2.7. Adenovirus-Mediated shRNA Mek1 Treatment
The adenovirus was prepared by the BLOCK-iT Adenoviral RNAi Expression System (Life Technology, Carlsbad, CA, USA) according to the instruction manual. The following sequences were used: shRNA Mek1 sequence Map2k1: 5′-GGCAGCTAATTGACTCTATGGCGAACCATAGAGTCAATTAGCTGCC-3′, and scramble sequence: 5′-GGACTCGGGCCACCGGGTACGAATACCCGGTGGCCCGAGTCC-3′.
A Fast-Trap Virus Purification/Concentration Kit (Millipore, Billerica, MA, USA) was used for purification and concentration of the adenovirus according to the instruction manual. Titer was determined using an Adeno-X Rapid Titer Kit (Clontech, Mountain View, CA, USA) according to the instruction manual, and infectious units (ifu) were calculated. The adenovirus was diluted to 5 × 1010 ifu·10 mL−1 with 20 mmol·L−1 Tris-HCl, pH 8.0, containing 2% glycerol, and 200 mmol·L−1 NaCl. The adenovirus was injected at a volume of 10 mL·kg−1 through the tail vein into db/db mice fed a normal diet. Blood glucose, BW, and FI were measured 3 days after administration of the adenovirus under unanesthetized conditions. All mice were euthanized by exsanguination under anesthesia (isoflurane) at the end of the experimental period.

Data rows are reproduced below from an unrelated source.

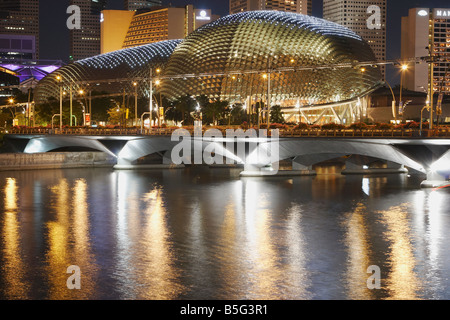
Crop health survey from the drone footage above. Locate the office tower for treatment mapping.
[0,0,39,60]
[124,0,162,11]
[323,0,387,77]
[401,8,450,94]
[230,0,312,15]
[70,0,106,61]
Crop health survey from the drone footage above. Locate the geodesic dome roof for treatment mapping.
[162,11,381,105]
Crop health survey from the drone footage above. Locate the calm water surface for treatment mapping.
[0,168,450,300]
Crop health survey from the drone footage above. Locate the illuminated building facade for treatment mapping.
[230,0,312,15]
[0,0,39,60]
[101,5,217,53]
[69,0,106,61]
[402,8,450,94]
[163,11,380,106]
[35,40,181,103]
[323,0,387,77]
[36,11,382,124]
[124,0,162,11]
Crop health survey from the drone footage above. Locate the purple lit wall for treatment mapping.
[0,62,62,83]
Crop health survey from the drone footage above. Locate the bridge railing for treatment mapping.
[8,127,450,138]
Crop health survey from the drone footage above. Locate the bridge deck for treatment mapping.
[3,127,450,139]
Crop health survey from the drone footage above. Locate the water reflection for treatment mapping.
[0,169,450,300]
[380,206,420,300]
[344,202,373,300]
[2,178,29,299]
[139,189,184,300]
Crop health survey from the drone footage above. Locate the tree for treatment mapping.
[202,99,228,125]
[270,105,285,123]
[173,95,197,125]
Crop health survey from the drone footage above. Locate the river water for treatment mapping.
[0,168,450,300]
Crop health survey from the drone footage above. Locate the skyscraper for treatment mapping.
[401,8,450,94]
[323,0,387,77]
[70,0,106,61]
[230,0,312,15]
[0,0,39,60]
[124,0,162,11]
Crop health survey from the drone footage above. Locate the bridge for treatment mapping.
[4,127,450,187]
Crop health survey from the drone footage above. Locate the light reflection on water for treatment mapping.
[0,169,450,300]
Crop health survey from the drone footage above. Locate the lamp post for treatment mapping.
[399,64,408,111]
[56,75,63,133]
[133,82,137,127]
[78,89,87,127]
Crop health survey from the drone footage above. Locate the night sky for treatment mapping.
[40,0,450,85]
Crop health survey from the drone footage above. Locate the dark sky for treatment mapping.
[40,0,450,85]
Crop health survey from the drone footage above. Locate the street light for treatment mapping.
[56,75,63,132]
[133,81,138,127]
[399,64,408,106]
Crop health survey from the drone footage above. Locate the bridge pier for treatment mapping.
[113,150,185,170]
[342,161,408,175]
[421,150,450,188]
[420,171,450,188]
[240,161,316,177]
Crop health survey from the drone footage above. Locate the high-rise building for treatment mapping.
[124,0,162,11]
[70,0,106,61]
[323,0,387,77]
[230,0,312,15]
[0,0,39,60]
[401,8,450,93]
[101,5,219,53]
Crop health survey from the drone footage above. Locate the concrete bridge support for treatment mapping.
[421,150,450,188]
[342,161,408,174]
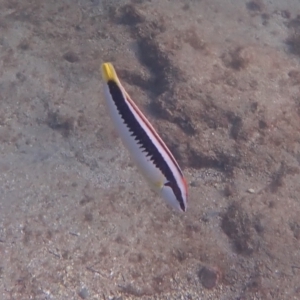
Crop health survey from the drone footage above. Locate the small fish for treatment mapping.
[101,63,187,211]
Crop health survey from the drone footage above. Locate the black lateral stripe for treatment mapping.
[107,80,185,211]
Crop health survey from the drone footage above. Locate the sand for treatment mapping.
[0,0,300,300]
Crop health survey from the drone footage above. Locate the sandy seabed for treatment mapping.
[0,0,300,300]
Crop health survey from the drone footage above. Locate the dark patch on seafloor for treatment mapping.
[221,202,264,255]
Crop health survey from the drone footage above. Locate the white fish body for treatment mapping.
[102,63,187,211]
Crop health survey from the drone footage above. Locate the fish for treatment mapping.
[101,62,188,212]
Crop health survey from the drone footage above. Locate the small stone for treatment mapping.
[247,189,255,194]
[78,287,89,299]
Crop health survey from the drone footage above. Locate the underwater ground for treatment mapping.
[0,0,300,300]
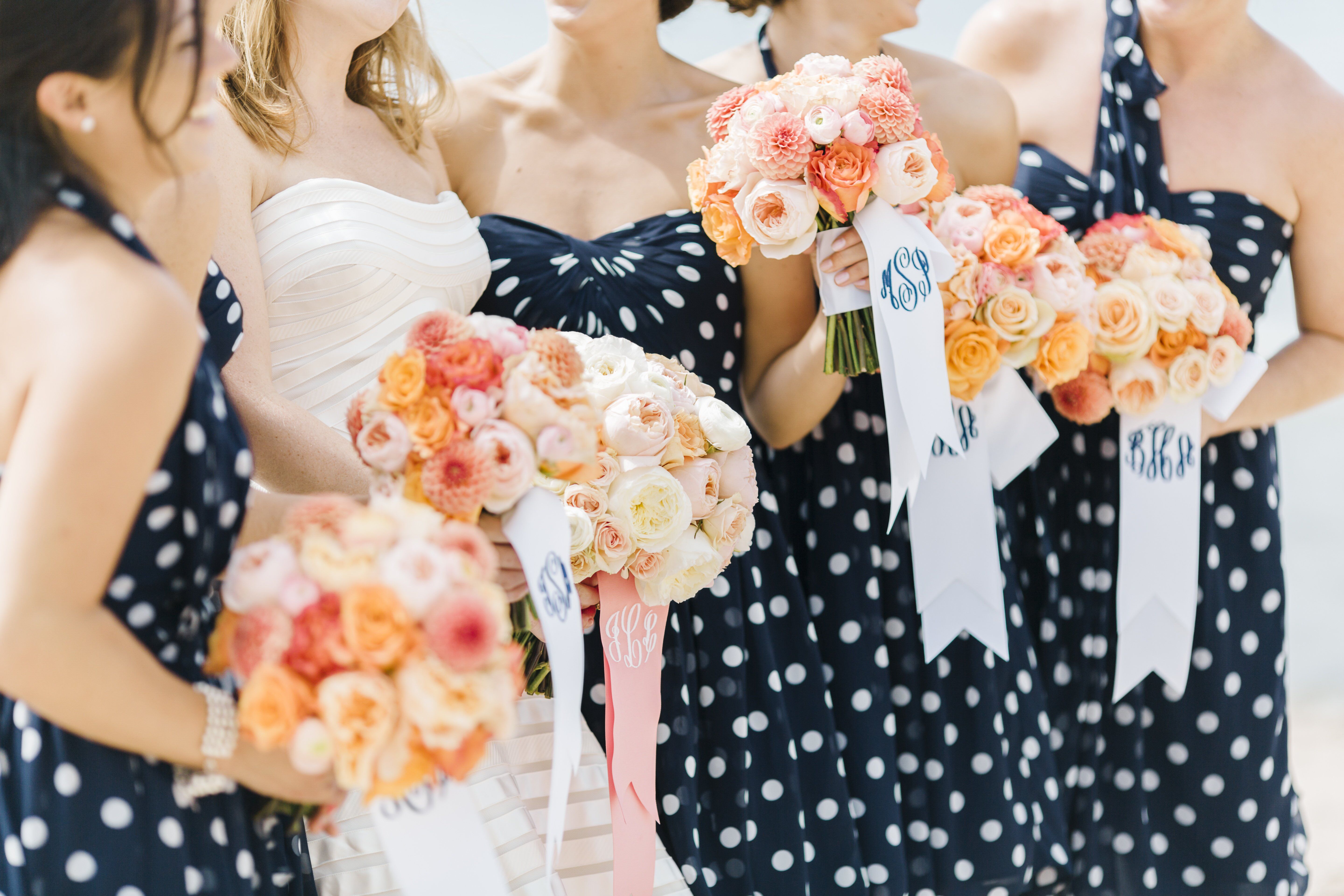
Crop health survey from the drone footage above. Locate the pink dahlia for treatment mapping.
[854,56,911,97]
[406,312,476,357]
[704,85,758,142]
[747,112,813,180]
[1050,369,1116,426]
[421,439,495,523]
[859,83,919,144]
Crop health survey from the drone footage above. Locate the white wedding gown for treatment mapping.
[253,177,688,896]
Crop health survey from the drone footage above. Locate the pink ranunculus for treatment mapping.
[747,112,812,180]
[602,394,676,457]
[668,449,720,520]
[933,196,994,255]
[378,539,454,619]
[840,109,878,147]
[222,539,298,614]
[449,385,499,429]
[472,420,546,513]
[425,586,500,672]
[230,605,294,678]
[429,520,500,582]
[355,411,411,473]
[802,106,844,145]
[715,445,761,511]
[280,572,322,617]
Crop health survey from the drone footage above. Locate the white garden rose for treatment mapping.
[634,529,724,606]
[695,396,751,451]
[872,137,938,208]
[608,466,691,553]
[732,173,819,258]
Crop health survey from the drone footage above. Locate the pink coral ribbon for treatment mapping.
[597,572,668,896]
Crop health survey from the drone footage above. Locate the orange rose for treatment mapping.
[802,137,878,222]
[238,662,316,749]
[700,193,755,267]
[340,583,417,669]
[400,394,457,458]
[378,348,425,411]
[944,320,1000,402]
[983,211,1040,270]
[1148,324,1208,371]
[1032,321,1091,388]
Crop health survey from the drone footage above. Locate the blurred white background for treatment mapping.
[422,0,1344,881]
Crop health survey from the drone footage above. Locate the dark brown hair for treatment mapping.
[0,0,203,265]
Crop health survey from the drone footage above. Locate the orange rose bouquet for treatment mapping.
[687,54,953,375]
[345,312,597,523]
[206,494,522,801]
[927,185,1095,402]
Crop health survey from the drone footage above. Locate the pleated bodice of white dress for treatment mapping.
[253,177,688,896]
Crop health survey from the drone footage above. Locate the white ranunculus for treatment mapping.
[606,466,691,553]
[634,529,724,606]
[732,173,819,258]
[695,396,751,451]
[872,137,938,207]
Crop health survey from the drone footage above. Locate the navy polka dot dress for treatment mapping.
[1011,0,1306,896]
[761,31,1068,896]
[0,183,316,896]
[476,211,882,896]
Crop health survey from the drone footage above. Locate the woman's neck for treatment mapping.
[765,0,884,71]
[534,10,675,118]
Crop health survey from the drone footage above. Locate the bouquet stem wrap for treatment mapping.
[597,572,668,896]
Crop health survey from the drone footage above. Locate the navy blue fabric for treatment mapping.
[1009,0,1306,896]
[0,183,316,896]
[761,30,1068,896]
[476,211,887,896]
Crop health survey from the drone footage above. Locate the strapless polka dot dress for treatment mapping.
[0,183,316,896]
[1011,0,1306,896]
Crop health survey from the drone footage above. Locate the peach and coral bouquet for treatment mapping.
[347,312,597,523]
[206,496,522,801]
[555,333,758,606]
[687,54,954,375]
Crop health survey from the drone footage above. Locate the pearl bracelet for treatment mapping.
[192,681,238,772]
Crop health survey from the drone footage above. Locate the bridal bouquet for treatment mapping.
[206,493,522,801]
[687,54,953,375]
[347,312,597,523]
[1035,215,1253,424]
[929,185,1093,402]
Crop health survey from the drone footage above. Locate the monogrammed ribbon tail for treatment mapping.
[597,572,668,896]
[1113,399,1200,700]
[504,488,583,875]
[370,777,509,896]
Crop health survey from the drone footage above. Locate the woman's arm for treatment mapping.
[0,238,335,799]
[215,121,370,494]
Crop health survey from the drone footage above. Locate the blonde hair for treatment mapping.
[220,0,452,154]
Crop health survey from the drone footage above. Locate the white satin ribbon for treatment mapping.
[503,486,583,870]
[370,778,509,896]
[909,369,1059,662]
[1112,352,1269,701]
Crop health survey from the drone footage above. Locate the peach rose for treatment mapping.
[1148,325,1208,371]
[984,211,1040,270]
[1032,320,1093,388]
[378,348,425,411]
[1110,357,1167,416]
[317,672,398,790]
[804,137,878,223]
[700,193,755,267]
[1208,336,1246,385]
[1167,348,1210,403]
[1090,279,1157,361]
[944,321,1000,402]
[340,583,415,669]
[238,662,316,749]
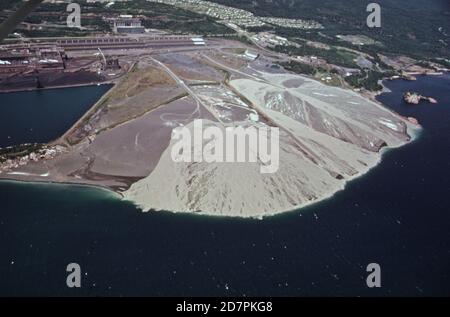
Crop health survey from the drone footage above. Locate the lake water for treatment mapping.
[0,85,111,147]
[0,75,450,296]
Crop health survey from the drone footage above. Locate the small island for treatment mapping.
[403,91,437,105]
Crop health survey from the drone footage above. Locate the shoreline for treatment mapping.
[0,60,438,220]
[0,80,115,94]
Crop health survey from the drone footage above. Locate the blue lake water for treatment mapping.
[0,75,450,296]
[0,85,111,147]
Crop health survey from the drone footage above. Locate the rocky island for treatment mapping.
[403,91,437,105]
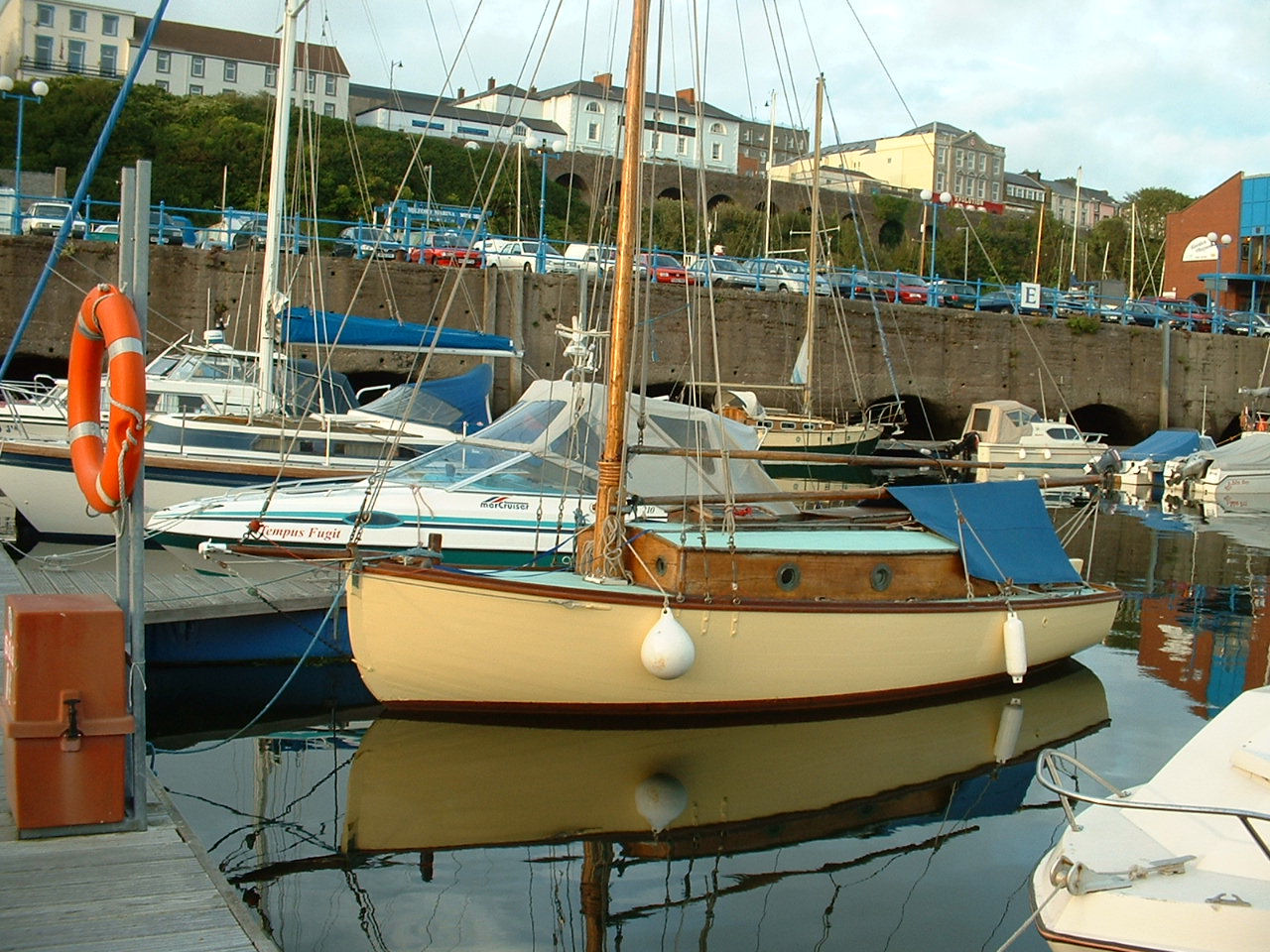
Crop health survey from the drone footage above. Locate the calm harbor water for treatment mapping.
[139,508,1270,952]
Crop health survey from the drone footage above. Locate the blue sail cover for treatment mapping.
[886,480,1080,585]
[1120,430,1214,463]
[280,307,517,357]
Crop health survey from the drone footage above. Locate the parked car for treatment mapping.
[410,231,485,268]
[636,251,698,285]
[1139,298,1212,331]
[472,239,575,274]
[1120,300,1174,327]
[689,255,776,291]
[228,218,309,255]
[747,258,833,296]
[1221,311,1270,337]
[330,225,401,259]
[150,208,198,246]
[876,272,931,304]
[935,278,979,311]
[22,202,87,237]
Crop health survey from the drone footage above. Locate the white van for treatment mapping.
[472,237,576,274]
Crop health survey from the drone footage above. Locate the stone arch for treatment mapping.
[1072,404,1151,447]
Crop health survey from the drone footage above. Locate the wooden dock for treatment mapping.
[0,759,278,952]
[0,549,339,622]
[0,540,334,952]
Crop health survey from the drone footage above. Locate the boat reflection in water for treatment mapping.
[343,662,1107,858]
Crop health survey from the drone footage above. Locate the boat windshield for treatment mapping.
[361,384,463,429]
[384,440,595,495]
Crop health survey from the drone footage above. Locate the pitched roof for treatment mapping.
[132,17,349,76]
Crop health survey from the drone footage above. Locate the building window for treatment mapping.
[36,36,54,69]
[66,40,87,72]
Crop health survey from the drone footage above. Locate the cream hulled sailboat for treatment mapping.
[348,0,1120,713]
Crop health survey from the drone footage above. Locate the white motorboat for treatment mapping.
[1031,688,1270,952]
[1165,430,1270,512]
[149,380,793,577]
[961,400,1107,481]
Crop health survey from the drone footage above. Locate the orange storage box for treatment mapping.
[0,595,135,830]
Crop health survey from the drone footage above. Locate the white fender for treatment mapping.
[1002,612,1028,684]
[635,774,689,833]
[639,608,698,680]
[992,697,1024,765]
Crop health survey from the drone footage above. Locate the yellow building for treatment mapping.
[772,122,1006,210]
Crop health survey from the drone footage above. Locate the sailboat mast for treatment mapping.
[257,0,309,413]
[803,72,825,416]
[589,0,649,577]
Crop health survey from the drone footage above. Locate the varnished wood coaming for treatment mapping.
[362,558,1120,615]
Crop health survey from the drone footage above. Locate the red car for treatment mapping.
[410,231,485,268]
[639,254,698,285]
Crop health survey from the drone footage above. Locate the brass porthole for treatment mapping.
[869,563,895,591]
[776,562,803,591]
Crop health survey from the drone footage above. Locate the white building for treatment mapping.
[370,73,740,174]
[0,0,348,119]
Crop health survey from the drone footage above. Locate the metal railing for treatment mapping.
[1036,748,1270,860]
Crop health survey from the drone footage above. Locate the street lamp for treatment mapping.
[0,76,49,235]
[525,136,564,274]
[1207,231,1234,317]
[921,187,952,307]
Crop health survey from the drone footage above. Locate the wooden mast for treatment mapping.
[579,0,649,577]
[803,72,825,416]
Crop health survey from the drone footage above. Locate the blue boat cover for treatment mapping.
[1120,430,1212,462]
[886,480,1080,585]
[361,363,494,434]
[280,307,516,357]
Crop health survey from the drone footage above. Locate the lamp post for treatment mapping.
[1207,231,1234,317]
[921,187,952,307]
[525,136,564,274]
[0,76,49,235]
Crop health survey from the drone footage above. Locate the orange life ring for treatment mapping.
[66,285,146,513]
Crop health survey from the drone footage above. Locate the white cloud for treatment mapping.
[119,0,1270,196]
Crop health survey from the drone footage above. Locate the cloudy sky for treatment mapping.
[123,0,1270,198]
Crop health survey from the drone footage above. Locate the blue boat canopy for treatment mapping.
[280,307,517,357]
[1120,430,1214,462]
[886,480,1080,585]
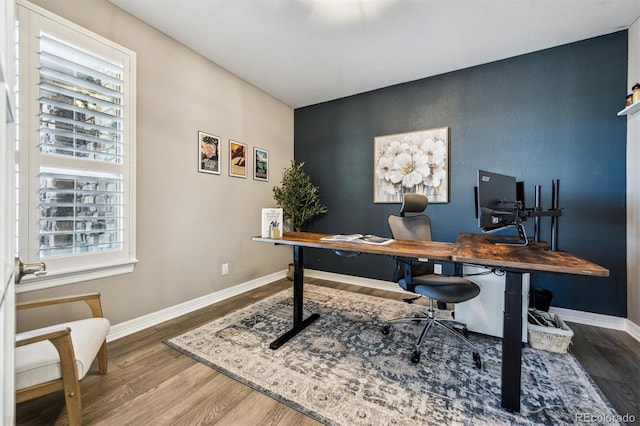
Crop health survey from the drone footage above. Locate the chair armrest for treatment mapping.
[16,293,103,318]
[16,327,71,347]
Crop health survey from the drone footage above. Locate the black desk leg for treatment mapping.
[502,272,522,412]
[269,246,320,349]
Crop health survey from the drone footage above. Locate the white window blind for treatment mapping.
[17,0,136,288]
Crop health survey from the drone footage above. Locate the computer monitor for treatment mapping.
[477,170,527,245]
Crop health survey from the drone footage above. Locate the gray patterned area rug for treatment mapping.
[165,284,616,426]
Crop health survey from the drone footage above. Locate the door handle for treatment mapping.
[14,257,47,284]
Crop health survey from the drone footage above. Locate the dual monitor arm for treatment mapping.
[488,179,562,251]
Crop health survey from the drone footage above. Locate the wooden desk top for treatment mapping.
[452,234,609,277]
[252,232,455,261]
[252,232,609,277]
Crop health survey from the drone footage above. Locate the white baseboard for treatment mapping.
[107,270,287,342]
[107,269,640,342]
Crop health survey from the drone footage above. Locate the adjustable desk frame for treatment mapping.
[252,232,609,412]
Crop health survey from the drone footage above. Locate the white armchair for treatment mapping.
[15,293,111,425]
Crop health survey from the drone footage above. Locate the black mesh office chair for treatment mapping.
[382,194,482,368]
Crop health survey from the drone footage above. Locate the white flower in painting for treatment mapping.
[375,134,448,200]
[390,145,431,188]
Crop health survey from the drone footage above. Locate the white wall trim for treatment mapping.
[107,269,640,342]
[107,270,287,342]
[624,320,640,342]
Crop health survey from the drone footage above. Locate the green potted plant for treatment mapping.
[273,160,328,231]
[273,160,328,280]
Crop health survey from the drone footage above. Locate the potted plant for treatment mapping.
[273,160,328,231]
[273,161,328,280]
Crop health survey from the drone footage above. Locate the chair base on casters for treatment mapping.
[382,299,482,369]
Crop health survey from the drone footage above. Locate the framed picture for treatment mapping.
[229,140,247,178]
[253,147,269,182]
[373,127,449,203]
[198,131,220,175]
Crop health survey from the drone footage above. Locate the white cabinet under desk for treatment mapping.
[455,265,530,343]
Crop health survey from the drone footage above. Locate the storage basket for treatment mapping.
[527,309,573,354]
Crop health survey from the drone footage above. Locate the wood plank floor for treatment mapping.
[17,279,640,426]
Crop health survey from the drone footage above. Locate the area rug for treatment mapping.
[165,284,616,426]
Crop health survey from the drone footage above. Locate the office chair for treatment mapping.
[382,194,482,368]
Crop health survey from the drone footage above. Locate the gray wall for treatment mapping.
[18,0,293,329]
[295,31,628,317]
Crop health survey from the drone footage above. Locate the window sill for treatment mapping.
[15,259,138,293]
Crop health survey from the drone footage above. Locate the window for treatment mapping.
[16,1,136,290]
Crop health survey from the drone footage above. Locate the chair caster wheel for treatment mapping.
[473,352,482,370]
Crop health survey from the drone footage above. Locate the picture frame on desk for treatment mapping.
[260,207,283,238]
[373,127,449,203]
[198,131,220,175]
[229,139,247,178]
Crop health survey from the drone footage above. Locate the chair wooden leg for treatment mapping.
[50,329,82,426]
[98,340,108,374]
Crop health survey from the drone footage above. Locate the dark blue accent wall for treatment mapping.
[294,31,628,317]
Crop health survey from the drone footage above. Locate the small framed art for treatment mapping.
[253,148,269,182]
[229,140,247,178]
[198,131,220,175]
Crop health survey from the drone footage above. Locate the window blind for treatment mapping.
[39,33,124,164]
[38,33,125,258]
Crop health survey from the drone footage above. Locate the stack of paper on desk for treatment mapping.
[321,234,395,246]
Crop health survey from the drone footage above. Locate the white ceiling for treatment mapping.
[109,0,640,108]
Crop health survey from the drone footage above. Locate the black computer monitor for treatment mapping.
[476,170,528,245]
[478,170,517,231]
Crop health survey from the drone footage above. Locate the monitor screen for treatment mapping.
[478,170,517,231]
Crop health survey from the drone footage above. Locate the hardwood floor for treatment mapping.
[17,279,640,426]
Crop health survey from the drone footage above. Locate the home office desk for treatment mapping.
[451,234,609,412]
[252,232,609,411]
[252,232,454,349]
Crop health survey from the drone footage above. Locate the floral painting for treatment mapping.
[198,132,220,175]
[373,127,449,203]
[229,140,247,178]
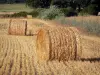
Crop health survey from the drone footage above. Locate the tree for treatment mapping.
[7,0,15,4]
[26,0,51,8]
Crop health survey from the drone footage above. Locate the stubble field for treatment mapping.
[0,19,100,75]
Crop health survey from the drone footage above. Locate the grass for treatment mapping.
[0,3,33,12]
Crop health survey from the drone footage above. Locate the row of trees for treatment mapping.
[0,0,25,4]
[26,0,100,12]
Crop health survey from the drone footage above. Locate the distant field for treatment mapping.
[0,4,33,12]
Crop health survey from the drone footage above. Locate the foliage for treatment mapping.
[81,4,97,15]
[11,12,28,17]
[26,0,51,8]
[39,6,64,20]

Phospho-p44/42 MAPK (ERK1/2) (Thr202/Tyr204, E10) antibody, p44/42 MAPK (ERK1/2) antibody, MEK1 antibody, MEK2 antibody, and horseradish peroxidase-conjugated secondary anti-rabbit and anti-mouse antibodies were purchased from Cell Signaling Technology (Beverly, MA, USA). Anti-tubulin alpha antibody, as a reference antibody, was purchased from Serotec (Oxford, UK). Horseradish peroxidase-conjugated secondary anti-rat antibody was purchased from Zymed (Carlsbad, CA, USA).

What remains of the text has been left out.